The complaint has been made by PDForra, the association which represents enlisted personnel in the ARW, and dates back to a fight for increased ARW allowances it started in October 2006 due to the elite force's unique role.
PDForra subsequently entered into an arbitration process in June 2010 and the adjudicator found in favour of the association's claim on behalf of the ARW in September of that year.
The findings of the adjudicator also indicated that increased allowances should be reviewed and adjusted, again, upwards, in 2014 and reviewed every third year thereafter.
However, the government enacted the Financial Emergency Measures in the Public Interest Act, which legislation provided for, inter alia, the delaying of implementation of increased allowances.
The government subsequently agreed to backdate the award, but only from October 1 last.
The complaint has been lodged with the UN's International Labour Organisation.
It came after PDForra discovered an association representing prison officers in Britain had made a similar and successful complaint to the same organisation.
PDForra general secretary Gerard Guinan said effectively his association is trying to highlight the plight of a small but elite group of members of the Defence Forces who were disenfranchised from awards made based upon a unilateral decision of the government.

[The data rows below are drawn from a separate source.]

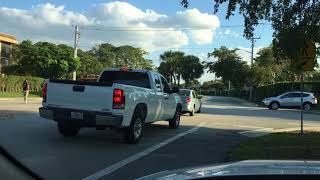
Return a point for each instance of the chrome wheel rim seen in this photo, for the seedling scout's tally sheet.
(137, 127)
(307, 107)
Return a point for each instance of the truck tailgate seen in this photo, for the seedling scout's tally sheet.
(83, 97)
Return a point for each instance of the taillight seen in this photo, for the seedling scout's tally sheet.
(188, 100)
(118, 99)
(44, 92)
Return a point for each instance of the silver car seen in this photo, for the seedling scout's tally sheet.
(191, 103)
(291, 99)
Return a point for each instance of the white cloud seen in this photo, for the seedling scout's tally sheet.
(48, 22)
(207, 76)
(245, 54)
(228, 33)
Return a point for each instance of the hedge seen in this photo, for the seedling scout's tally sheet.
(12, 83)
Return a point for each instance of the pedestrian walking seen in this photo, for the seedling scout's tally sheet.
(26, 88)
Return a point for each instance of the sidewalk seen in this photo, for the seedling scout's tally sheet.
(19, 98)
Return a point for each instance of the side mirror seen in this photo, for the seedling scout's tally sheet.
(175, 90)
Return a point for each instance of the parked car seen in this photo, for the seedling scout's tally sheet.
(291, 99)
(121, 98)
(191, 103)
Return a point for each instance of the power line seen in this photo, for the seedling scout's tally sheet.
(163, 28)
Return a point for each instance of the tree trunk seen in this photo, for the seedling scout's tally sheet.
(174, 79)
(292, 81)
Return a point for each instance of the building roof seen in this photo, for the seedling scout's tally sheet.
(8, 38)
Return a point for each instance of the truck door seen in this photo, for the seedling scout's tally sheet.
(156, 100)
(169, 100)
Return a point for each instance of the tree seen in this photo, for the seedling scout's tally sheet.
(89, 64)
(122, 56)
(104, 53)
(163, 69)
(173, 59)
(229, 66)
(192, 69)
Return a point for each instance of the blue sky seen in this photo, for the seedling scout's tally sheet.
(52, 20)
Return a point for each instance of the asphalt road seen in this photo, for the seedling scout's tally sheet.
(203, 139)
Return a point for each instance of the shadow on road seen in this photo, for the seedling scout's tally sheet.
(37, 143)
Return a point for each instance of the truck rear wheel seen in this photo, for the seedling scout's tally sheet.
(134, 131)
(175, 121)
(67, 130)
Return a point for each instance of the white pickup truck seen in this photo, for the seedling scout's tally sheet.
(121, 98)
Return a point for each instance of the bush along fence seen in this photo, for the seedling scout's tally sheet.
(12, 83)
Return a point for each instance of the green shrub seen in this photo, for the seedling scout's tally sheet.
(12, 83)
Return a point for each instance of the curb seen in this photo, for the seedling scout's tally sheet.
(16, 99)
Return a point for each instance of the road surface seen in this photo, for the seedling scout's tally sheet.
(205, 138)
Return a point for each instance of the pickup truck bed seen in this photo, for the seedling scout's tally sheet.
(118, 99)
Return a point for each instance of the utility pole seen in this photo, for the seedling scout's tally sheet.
(76, 42)
(252, 47)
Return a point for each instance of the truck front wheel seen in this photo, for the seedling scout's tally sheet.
(67, 130)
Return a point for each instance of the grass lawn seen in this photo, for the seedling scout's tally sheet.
(18, 94)
(286, 145)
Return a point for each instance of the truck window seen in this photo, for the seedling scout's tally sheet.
(165, 85)
(157, 82)
(183, 92)
(139, 79)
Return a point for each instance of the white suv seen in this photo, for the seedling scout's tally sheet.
(291, 99)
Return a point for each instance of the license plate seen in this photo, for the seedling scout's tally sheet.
(76, 115)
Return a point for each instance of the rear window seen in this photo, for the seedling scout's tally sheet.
(139, 79)
(184, 93)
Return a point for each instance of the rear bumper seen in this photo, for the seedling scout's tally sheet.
(89, 118)
(186, 108)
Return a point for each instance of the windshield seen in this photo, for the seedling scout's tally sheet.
(125, 77)
(120, 89)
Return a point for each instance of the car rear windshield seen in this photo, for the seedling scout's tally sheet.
(139, 79)
(184, 93)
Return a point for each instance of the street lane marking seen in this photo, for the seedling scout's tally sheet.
(139, 155)
(256, 130)
(306, 124)
(250, 126)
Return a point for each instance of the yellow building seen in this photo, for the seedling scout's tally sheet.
(6, 42)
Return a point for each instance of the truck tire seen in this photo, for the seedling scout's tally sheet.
(67, 130)
(175, 121)
(192, 111)
(274, 105)
(199, 111)
(134, 131)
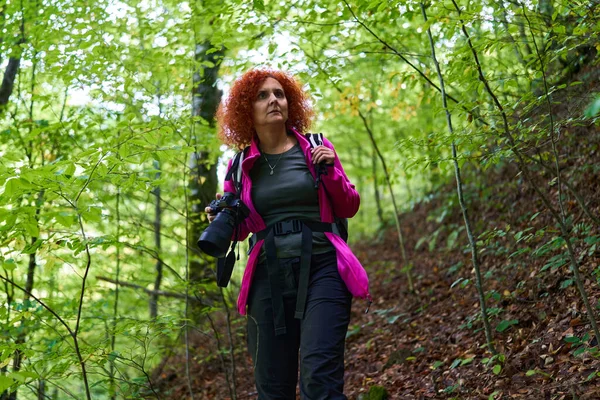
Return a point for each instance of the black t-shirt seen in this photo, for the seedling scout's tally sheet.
(287, 194)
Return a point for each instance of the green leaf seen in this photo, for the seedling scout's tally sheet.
(9, 265)
(579, 351)
(504, 325)
(258, 5)
(593, 109)
(5, 382)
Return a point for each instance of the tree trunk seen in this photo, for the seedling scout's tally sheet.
(203, 166)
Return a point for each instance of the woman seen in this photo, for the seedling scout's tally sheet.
(300, 277)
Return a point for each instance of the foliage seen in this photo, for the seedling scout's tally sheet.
(101, 116)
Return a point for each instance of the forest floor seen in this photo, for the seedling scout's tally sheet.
(430, 343)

“This, in PDForra's estimation, breaches the protections that should be afforded to 'essential workers' who are denied the right to strike,” Mr Guinan said.

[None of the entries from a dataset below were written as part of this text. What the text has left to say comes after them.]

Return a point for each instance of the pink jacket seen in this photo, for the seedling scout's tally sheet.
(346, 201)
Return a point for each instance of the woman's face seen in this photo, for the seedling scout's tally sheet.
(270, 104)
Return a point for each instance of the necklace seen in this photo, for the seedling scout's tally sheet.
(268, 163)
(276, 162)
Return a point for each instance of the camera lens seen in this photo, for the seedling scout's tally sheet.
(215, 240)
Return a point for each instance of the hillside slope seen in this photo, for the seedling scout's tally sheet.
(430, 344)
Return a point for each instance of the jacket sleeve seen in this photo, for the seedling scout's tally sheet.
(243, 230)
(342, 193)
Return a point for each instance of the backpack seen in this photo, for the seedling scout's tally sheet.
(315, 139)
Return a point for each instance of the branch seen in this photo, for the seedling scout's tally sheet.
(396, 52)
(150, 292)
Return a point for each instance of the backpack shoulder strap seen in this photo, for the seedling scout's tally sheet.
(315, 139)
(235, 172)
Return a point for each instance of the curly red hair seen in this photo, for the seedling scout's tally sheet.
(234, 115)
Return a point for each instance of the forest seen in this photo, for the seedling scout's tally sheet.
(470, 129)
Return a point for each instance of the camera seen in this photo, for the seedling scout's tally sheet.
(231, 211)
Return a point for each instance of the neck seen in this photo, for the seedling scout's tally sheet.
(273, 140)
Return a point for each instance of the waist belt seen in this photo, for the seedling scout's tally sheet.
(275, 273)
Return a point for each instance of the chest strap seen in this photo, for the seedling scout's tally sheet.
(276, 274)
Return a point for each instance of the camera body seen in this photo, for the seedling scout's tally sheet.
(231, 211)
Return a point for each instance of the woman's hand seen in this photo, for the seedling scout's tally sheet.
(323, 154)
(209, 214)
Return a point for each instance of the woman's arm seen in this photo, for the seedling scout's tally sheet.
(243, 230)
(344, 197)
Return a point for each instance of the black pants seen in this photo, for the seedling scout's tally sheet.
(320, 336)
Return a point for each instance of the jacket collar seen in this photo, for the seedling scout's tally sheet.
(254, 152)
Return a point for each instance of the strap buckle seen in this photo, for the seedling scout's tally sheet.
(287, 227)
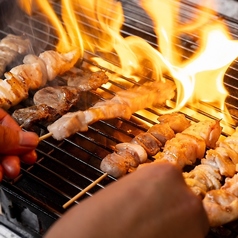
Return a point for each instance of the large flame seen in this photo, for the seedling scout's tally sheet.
(95, 26)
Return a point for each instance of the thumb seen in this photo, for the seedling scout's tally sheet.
(17, 142)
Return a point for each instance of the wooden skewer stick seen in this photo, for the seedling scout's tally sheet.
(85, 190)
(45, 136)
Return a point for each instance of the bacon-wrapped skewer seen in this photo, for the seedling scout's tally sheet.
(221, 205)
(52, 102)
(33, 74)
(122, 105)
(218, 162)
(128, 156)
(10, 47)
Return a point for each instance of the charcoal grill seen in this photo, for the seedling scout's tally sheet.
(64, 168)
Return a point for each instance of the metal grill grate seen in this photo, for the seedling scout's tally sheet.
(65, 168)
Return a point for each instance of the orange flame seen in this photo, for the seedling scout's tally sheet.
(95, 26)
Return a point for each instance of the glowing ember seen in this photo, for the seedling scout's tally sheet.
(95, 26)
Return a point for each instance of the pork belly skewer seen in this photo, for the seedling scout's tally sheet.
(129, 155)
(122, 105)
(10, 47)
(33, 74)
(218, 162)
(53, 102)
(221, 205)
(188, 146)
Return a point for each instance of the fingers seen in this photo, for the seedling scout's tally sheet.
(16, 141)
(29, 158)
(8, 121)
(10, 166)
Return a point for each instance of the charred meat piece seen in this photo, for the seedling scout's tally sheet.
(85, 80)
(33, 74)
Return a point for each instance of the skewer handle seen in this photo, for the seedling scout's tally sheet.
(45, 136)
(85, 190)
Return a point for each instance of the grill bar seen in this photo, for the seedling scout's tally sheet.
(65, 168)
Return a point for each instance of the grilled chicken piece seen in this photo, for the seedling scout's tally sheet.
(148, 142)
(33, 75)
(27, 117)
(10, 47)
(122, 105)
(218, 162)
(191, 144)
(221, 205)
(57, 64)
(162, 132)
(177, 121)
(61, 97)
(85, 80)
(136, 151)
(50, 104)
(142, 145)
(116, 165)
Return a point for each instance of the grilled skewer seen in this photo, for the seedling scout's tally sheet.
(53, 102)
(10, 47)
(122, 105)
(221, 205)
(217, 163)
(181, 149)
(33, 74)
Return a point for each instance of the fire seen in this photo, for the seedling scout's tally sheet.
(95, 28)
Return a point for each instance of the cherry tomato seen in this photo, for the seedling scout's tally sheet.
(11, 166)
(29, 158)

He added that moreover, the government has still not said if it will allow his association to affiliate with the umbrella union body ICTU.
“This continued exclusion from the grant of associate status with ICTU could have a detrimental impact on securing advances for our members over the coming years,” Mr Guinan said.
“Presently, a lot of procedural avenues are closed off for our members and PDForra believes that the only manner by which we can attain an equitable solution for our members is to highlight the inequity of our current circumstances in an international forum.”
The European Social Rights Committee (ESRC) ruled in 2018 that PDForra had the right to affiliate with ICTU.
The government's failure to acknowledge that ruling resulted in PDForra making another official complaint to the ESRC last May.